With the addition of the high-performance SKU, for volumes using performance-* storage classes, the volume snapshots and restore process is similar to what it is for standard-* storage classes. You can take a volume snapshot and restore a similar PVC without any change to the storage class or underlying Quality of Standard (QoS) values. The performance volumesnapshotclass captures the type of volume and using this volumesnapshot, you can restore the volume with the same storage class.

Before you begin

Before starting, ensure you have the following prerequisites:

GDC environment and version
- A running GDC instance that's been upgraded to version 1.15.1 or later.
Project
- A GDC project within an organization where you intend to provision high-performance volumes.
Access and permissions
- Sufficient Kubernetes permissions to create, manage, and use PersistentVolumeClaim (PVC) resources for container workloads, or VirtualMachineDisk resources for virtual machines within the target project namespace. Common roles needed include:
  - project-vm-admin to manage VMs and VM disks.
  - Roles allowing PVC management, which are often included in edit or custom roles.
  - No special organization-level roles are typically required for an end-user to consume the storage if the high-performance storage classes are already available in their project's cluster. The setup and exposure of these classes are an Infrastructure Operator (IO) or PA responsibility.
Understanding of storage classes
- Familiarity with the concept of Kubernetes StorageClass objects. High-performance tiers are exposed through specific storage classes.
- You must specify a high-performance storage class when creating a PVC or Virtual Machine Disk.
Capacity and quotas
- Ensure the organization and project have sufficient storage quota allocated for the high-performance tier.
- Be aware of any capacity limitations or performance guardrails on the specific GDC environment and hardware.
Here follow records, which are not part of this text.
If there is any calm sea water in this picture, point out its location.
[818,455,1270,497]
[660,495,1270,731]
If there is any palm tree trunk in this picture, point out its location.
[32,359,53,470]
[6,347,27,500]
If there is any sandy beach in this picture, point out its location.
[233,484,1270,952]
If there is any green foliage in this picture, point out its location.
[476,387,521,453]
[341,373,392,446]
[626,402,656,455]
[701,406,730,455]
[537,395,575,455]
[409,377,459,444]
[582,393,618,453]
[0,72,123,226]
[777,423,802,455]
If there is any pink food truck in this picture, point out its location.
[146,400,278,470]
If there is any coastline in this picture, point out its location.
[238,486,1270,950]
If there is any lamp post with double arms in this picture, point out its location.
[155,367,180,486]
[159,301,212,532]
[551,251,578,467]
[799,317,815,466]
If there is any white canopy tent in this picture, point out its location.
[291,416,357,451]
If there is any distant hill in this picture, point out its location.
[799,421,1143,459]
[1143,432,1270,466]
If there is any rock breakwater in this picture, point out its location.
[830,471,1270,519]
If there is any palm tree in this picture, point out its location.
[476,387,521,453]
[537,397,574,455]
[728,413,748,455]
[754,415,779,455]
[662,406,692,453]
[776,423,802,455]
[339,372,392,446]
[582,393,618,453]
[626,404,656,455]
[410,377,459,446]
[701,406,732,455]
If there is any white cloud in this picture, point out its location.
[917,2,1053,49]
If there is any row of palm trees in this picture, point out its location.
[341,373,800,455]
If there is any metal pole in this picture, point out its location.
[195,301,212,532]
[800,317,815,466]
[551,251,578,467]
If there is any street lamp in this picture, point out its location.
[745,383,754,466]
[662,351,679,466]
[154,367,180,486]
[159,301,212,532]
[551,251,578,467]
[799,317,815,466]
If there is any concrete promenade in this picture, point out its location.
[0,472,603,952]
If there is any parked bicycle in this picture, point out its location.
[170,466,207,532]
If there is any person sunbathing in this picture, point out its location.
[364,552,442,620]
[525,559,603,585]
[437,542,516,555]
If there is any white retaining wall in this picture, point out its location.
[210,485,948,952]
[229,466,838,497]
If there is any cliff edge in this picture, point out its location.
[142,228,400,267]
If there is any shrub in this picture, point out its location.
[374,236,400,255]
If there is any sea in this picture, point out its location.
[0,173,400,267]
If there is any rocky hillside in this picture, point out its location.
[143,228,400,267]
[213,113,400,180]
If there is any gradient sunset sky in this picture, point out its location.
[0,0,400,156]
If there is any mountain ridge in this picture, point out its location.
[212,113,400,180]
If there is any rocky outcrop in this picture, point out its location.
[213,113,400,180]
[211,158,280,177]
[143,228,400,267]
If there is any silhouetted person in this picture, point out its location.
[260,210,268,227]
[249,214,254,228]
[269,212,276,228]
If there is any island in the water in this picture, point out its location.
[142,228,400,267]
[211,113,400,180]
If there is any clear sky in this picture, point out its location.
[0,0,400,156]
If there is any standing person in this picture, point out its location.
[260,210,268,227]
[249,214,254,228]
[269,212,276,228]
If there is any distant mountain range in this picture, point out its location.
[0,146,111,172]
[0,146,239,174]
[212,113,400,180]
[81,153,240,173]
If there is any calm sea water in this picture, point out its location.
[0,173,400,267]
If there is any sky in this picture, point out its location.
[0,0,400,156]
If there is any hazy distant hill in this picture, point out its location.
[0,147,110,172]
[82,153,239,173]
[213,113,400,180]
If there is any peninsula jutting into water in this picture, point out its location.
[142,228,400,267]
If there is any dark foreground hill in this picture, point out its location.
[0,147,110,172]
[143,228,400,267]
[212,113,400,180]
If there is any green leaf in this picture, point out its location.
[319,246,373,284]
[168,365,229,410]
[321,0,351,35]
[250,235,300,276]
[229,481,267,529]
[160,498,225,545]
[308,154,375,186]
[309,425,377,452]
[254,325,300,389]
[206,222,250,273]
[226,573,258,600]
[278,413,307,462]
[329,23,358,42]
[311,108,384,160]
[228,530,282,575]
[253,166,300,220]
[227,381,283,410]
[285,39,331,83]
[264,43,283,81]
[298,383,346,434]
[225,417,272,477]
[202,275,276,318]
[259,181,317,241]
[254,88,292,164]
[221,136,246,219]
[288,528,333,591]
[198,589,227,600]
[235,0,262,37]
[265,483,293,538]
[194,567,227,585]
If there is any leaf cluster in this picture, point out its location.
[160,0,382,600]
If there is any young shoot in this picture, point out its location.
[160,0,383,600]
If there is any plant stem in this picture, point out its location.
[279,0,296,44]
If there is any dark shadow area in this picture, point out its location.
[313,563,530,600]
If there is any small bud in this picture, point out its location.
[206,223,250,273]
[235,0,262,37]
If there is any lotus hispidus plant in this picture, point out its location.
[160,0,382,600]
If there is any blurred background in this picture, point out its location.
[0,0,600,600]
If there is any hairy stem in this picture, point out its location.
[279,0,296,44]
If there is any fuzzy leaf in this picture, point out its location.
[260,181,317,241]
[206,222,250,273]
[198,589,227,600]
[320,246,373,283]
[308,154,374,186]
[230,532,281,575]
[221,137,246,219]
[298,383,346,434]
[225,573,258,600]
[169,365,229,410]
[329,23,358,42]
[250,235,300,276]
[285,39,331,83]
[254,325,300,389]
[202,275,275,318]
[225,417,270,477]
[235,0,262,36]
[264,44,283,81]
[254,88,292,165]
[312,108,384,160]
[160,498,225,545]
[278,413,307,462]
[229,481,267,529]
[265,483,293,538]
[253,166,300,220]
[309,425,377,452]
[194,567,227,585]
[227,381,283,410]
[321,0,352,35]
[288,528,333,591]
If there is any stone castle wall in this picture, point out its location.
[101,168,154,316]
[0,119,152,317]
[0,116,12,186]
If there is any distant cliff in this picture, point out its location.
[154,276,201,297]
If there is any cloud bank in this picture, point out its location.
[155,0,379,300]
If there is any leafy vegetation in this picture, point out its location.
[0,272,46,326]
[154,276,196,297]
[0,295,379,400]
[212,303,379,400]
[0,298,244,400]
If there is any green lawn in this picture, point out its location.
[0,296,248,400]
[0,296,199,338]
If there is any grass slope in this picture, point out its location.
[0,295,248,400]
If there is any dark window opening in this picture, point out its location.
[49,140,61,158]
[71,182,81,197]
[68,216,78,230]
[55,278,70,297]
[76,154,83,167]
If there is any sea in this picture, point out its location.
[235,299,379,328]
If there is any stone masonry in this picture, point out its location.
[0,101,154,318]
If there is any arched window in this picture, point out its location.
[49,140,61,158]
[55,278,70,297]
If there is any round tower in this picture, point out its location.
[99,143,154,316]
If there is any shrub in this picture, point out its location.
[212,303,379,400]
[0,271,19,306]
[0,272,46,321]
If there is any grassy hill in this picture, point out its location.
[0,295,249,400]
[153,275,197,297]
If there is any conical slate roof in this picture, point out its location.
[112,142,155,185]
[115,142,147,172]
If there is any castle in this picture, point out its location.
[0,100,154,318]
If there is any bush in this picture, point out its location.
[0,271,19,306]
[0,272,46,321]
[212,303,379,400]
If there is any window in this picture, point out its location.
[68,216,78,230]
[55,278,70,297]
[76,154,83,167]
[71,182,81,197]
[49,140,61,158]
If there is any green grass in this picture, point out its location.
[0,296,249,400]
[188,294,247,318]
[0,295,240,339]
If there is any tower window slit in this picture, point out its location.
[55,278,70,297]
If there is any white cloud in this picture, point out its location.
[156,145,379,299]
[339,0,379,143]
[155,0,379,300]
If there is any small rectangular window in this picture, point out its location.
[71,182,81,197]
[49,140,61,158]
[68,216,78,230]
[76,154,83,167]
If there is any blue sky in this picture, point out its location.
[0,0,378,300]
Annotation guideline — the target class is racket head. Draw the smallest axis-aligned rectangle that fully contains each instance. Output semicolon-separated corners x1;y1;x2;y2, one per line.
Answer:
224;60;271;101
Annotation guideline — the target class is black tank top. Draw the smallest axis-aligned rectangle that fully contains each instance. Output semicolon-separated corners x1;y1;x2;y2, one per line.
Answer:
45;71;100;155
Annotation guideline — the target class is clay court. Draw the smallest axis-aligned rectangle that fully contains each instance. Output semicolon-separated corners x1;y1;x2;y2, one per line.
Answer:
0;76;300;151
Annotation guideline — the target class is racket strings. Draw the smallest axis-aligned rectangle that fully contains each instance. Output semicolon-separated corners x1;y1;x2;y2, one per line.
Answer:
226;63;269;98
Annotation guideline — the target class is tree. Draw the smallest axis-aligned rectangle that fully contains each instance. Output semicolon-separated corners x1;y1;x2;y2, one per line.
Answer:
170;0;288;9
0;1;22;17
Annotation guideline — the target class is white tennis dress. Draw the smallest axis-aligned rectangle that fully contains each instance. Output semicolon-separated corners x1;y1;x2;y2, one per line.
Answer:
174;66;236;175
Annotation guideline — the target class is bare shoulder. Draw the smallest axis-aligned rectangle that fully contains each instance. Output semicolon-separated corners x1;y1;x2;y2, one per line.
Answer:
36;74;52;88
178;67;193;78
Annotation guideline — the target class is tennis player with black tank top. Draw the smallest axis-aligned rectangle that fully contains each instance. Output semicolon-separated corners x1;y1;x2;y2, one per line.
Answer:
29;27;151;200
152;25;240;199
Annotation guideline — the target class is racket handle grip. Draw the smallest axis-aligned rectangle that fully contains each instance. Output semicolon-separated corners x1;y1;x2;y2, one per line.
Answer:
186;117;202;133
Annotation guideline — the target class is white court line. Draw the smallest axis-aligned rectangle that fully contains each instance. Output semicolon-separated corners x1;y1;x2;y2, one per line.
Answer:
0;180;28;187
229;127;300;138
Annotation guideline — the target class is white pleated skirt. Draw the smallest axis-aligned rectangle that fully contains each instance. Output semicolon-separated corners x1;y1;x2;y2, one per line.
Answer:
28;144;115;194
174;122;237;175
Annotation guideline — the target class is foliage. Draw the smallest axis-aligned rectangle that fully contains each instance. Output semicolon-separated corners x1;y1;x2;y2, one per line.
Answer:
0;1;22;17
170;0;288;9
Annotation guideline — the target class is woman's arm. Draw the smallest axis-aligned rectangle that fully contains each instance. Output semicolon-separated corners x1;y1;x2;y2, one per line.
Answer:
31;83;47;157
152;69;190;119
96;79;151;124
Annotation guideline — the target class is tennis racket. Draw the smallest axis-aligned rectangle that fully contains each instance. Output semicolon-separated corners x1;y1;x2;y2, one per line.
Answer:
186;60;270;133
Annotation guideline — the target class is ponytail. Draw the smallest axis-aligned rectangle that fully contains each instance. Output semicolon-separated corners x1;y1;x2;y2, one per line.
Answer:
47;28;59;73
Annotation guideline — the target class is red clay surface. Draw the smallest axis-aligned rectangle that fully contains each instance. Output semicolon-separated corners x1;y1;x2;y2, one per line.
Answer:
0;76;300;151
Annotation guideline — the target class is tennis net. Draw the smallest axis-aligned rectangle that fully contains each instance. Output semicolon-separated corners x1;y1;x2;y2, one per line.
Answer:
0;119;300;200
Apply `subcomponentOverride` to the required clusters

By default, the FeatureGate for high-performance SKU is set to State: TEST. To enable performance-* storage classes, the Platform Administrator (PA) or Application Operator (AO) must apply a subcomponentOverride to the required clusters with a higher FileHighPerformanceStorageClassStage value compared to the default value. The following example uses the higher value of production.

apiVersion: lcm.private.gdc.goog/v1
kind: SubcomponentOverride
metadata:
  name: file-common
  namespace: NAMESPACE
spec:
  features:
    operableParameters:
      FileHighPerformanceStorageClassStage: production
  subComponentRef: file-common

The namespace in the SubcomponentOverride specifies the cluster namespace (for example, cluster-1) where the flag is going to be set. Replace NAMESPACE with the corresponding namespaces of the clusters and create the SubcomponentOverride files. Apply this change using the following command:

kubectl --kubeconfig MANAGEMENT_API_SERVER_KUBECONFIG_PATH apply -f SUBOVERRIDE_USER_FILE

Replace the following:

MANAGEMENT_API_SERVER_KUBECONFIG_PATH: the path to the management API server cluster kubeconfig file.
SUBOVERRIDE_USER_FILE: the path to the SubcomponentOverride YAML file for the Kubernetes cluster.

To enable the high-performance SKU for Kubernetes clusters, apply the subcomponentOverride to the management API server cluster.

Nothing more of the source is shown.